As plantações de bananas requeriam muito cuidado, mas os Moidecares souberam fazer delas a base duma economia bem lucrativa. Quando eu era pequenino, fascinavam-me as filas dos Moidecares, geralmente mulheres, com cargas desse produto agrícola, e de vários outros, nas cabeças e nas ancas, a marcharem nas manhãs das sextas feiras para a feira semanal de Mapuçá. A meio caminho, a dois quilómetros de Mapuçá encontravam um pedestal de altura duma pessoa adulta. Era para as pessoas se aliviarem da carga e a poderem retomar sem ajuda de ninguém.

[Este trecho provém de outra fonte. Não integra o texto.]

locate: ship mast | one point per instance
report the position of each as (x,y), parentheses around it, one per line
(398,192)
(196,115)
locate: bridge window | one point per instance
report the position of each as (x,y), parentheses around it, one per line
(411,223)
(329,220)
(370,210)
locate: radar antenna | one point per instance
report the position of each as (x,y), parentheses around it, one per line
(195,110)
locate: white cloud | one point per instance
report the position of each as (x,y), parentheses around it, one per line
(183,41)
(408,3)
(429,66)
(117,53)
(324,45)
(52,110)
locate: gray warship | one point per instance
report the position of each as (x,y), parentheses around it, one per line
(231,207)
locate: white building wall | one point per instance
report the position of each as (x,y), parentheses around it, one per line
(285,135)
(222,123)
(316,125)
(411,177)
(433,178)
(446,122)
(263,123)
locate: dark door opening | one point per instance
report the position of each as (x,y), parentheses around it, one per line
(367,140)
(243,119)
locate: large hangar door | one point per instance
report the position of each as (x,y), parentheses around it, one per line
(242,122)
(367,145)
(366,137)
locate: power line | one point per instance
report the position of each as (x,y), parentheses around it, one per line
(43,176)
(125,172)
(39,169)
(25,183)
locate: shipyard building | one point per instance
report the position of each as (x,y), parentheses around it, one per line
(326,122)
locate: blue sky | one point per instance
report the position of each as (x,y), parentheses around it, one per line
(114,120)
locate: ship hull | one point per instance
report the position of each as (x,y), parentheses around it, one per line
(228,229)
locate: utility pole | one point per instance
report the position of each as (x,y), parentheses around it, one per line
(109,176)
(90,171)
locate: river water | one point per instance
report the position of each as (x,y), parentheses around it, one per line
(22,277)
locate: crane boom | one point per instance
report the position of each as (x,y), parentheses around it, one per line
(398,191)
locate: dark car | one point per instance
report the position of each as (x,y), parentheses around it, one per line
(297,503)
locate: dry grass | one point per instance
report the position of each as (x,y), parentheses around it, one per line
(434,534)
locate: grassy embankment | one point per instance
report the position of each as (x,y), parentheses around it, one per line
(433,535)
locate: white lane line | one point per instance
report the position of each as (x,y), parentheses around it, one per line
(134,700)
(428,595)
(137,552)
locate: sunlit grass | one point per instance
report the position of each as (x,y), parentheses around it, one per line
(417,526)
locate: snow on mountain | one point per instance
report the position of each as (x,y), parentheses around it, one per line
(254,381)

Era uma solução tradicional indiana. O pedestal («dovornem», derivado do verbo Concani «dovrunk» ou colocar) nos trajectos mais longos, era também um marco indicador de dois quilómetros de distância.
Posso agora tentar adivinhar uma explicação para as histórias inventadas acerca dos «Moidecares», designando-os vulgarmente por «Moidecar pixé»! Como conheço bem o génio dos habitantes, e herdei-o para bem ou para mal, posso afirmar sem dúvida alguma que se trata dum povo orgulhoso, muito trabalhador, e capaz de combinar o orgulho com uma simplicidade pouco vulgar. Moirá produziu personalidades com grande nível de formação e que ocuparam cargos públicos de respeito. Muitos deles, antes de vestirem o seu fato e gravata para ocuparem os seus gabinetes e postos de trabalho, não se importavam em visitar os seus campos e hortas. Apareciam vestidos de langotim e com bilhas de urina que se recolhia durante semanas para estrumar as plantações. Era esta capacidade de combinar a vida pública e de campo que lhes mereceu o epíteto de «pixé» ou loucos!
Para concluir esta curta apresentação da minha aldeia de origens, não posso deixar de mencionar um capítulo duma crónica franciscana do século XVII. O cronista Frei Paulo de Trindade, narra no capítulo 58 da Parte I da sua Conquista Espiritual do Oriente a história da conversão da aldeia de Moirá. Cita a passagem bíblica em que a conversão dum pecador é considerada digna de maior festejo nos céus do que a de noventa e nove justos. Conta-nos a seguir como no ano de 1619 a aldeia inteira se converteu de vez, apesar de seus habitantes serem «brâmanes gentios dos mais supersticiosos da ilha». Analisei este fenómeno com muitos pormenores há uns anos (1986) num estudo que se publicou na ocasião da celebração dos 350 anos da fundação da paróquia. Os Moidecares previram a confusão que resultaria para a administração local e para a vida social da comunidade aldeana se as conversões fossem individuais e espaçadas. E anteciparam muito bem, mas na altura deixaram a todos perplexos. Parecia mais uma prova da sua tradicional loucura colectiva. Só que as outras aldeias não tiveram a mesma perspicácia, e compreenderam a sabedoria dos Moidecares algo tarde.
P.S.– Tentamos indicar os significados dos termos de origem indiana no próprio texto, mas quem tiver interesse em obter mais informação linguística poderá encontrá-la no Glossário Luso-Asiático, 2 volumes (Coimbra, 1919-21) da autoria de Mons. Sebastião Rodolfo Dalgado.